As freqüentes más atuações em alguns jogos no Campeonato Catarinense custaram o emprego para o zagueiro Márcio Muniz. Ele não conseguiu repetir as boas atuações de quando defendia o Tubarão, na época da Copa Sul Minas, e foi dispensado ontem pela diretoria do Atlético Tubarão.

De acordo com informações extra-oficiais, na lista de dispensa constam mais nomes, que podem ser mandados para casa ainda esta semana. O ciclo de contratações, pelo menos por enquanto, está encerrado.
Ontem, o clima era de revolta entre jogadores, dirigentes e torcedores. Eles não consegues esquecer a péssima atuação do árbitro José Nasareno Marcelino. Ele deu dois pênaltis inexistentes para o Marcílio Dias e impediu a primeira vitória do time tricolor na competição.

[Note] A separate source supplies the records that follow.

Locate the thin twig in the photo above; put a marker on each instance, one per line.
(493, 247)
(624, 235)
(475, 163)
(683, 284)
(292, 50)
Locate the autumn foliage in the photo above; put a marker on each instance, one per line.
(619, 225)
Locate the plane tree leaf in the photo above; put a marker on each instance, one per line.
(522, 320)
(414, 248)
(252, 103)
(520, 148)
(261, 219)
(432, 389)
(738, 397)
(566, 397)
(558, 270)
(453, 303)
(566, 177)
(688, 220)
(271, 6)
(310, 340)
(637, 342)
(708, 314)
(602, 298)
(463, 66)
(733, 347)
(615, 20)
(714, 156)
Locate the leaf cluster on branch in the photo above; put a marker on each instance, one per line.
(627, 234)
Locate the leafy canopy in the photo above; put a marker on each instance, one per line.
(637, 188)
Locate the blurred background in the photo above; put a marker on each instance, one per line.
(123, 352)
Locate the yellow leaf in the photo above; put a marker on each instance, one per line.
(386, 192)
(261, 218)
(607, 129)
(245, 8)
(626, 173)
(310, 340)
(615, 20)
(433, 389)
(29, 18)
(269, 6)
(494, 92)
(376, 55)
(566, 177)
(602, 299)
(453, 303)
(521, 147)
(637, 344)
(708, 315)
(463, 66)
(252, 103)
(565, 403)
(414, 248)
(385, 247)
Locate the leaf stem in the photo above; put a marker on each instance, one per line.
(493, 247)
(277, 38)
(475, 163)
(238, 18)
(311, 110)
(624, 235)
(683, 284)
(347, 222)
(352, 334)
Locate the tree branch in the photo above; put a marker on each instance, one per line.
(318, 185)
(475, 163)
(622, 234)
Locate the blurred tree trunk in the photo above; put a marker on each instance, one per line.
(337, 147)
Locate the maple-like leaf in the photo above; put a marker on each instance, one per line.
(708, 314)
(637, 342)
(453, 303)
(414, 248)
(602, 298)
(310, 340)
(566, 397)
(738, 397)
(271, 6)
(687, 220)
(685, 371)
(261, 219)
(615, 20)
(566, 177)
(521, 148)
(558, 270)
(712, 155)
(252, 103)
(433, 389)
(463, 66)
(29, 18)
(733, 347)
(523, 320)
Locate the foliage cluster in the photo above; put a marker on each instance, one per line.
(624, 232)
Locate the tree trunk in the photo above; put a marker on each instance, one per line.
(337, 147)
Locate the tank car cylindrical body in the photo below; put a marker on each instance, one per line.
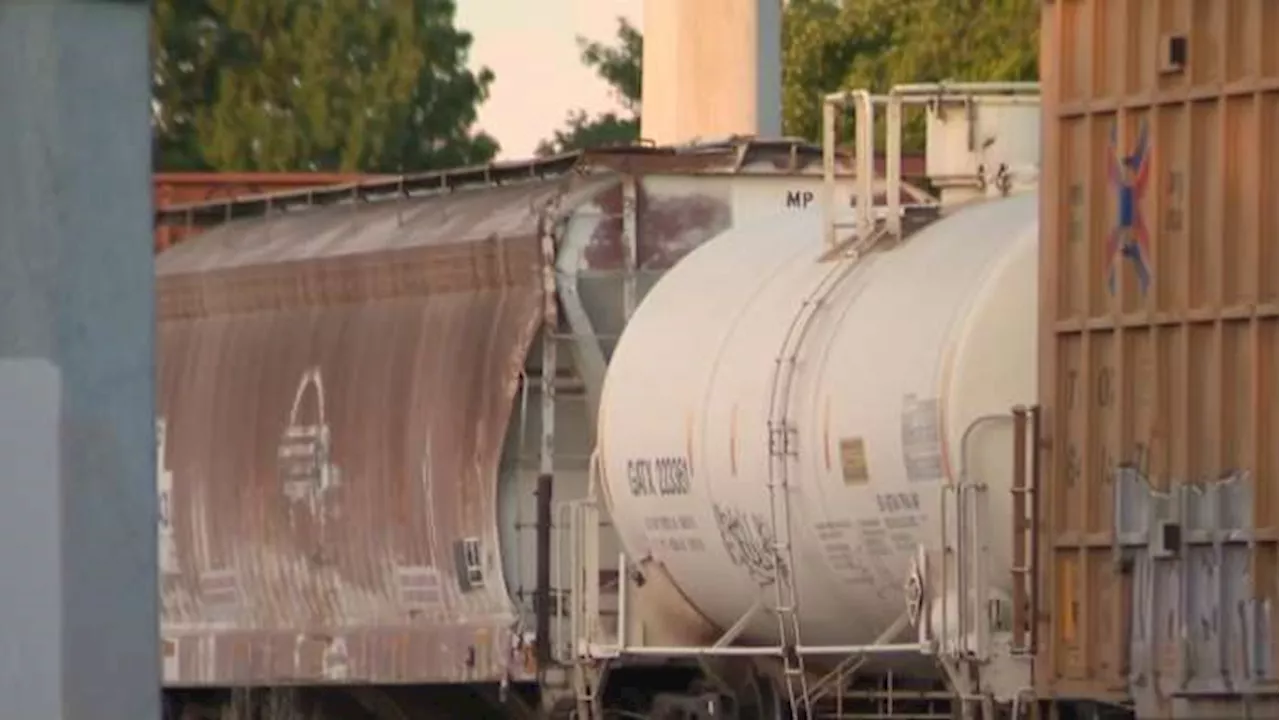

O presidente do clube, Pedro Almeida, é um dos mais revoltados e promete tomar providências. “Não podemos mais tolerar isso. Fomos claramente prejudicados por este cidadão. Vou entrar em contato com o presidente da Federação Catarinense de Futebol, Delfim Peixoto Filho, e exigir uma solução o quanto antes. O futebol catarinense não precisa de pessoas como este árbitro”, disse, indignado.

Escoltado
Ciente de que enfrentaria problemas caso errasse, o árbitro criciumense veio a Tubarão precavido. Ele deixou o seu carro guardado no pátio do 5º Batalhão da Polícia Militar.

As conseqüências só não foram maiores porque ele saiu escoltado por uma viatura. Torcedores estavam revoltados com a sua atuação. Alguns, inclusive, chegaram a esperá-lo do lado de fora do estádio, mas foi em vão.
A redação do Notisul tentou contato com o árbitro, na tarde de ontem, mas o seu telefone celular chamou e ninguém atendeu.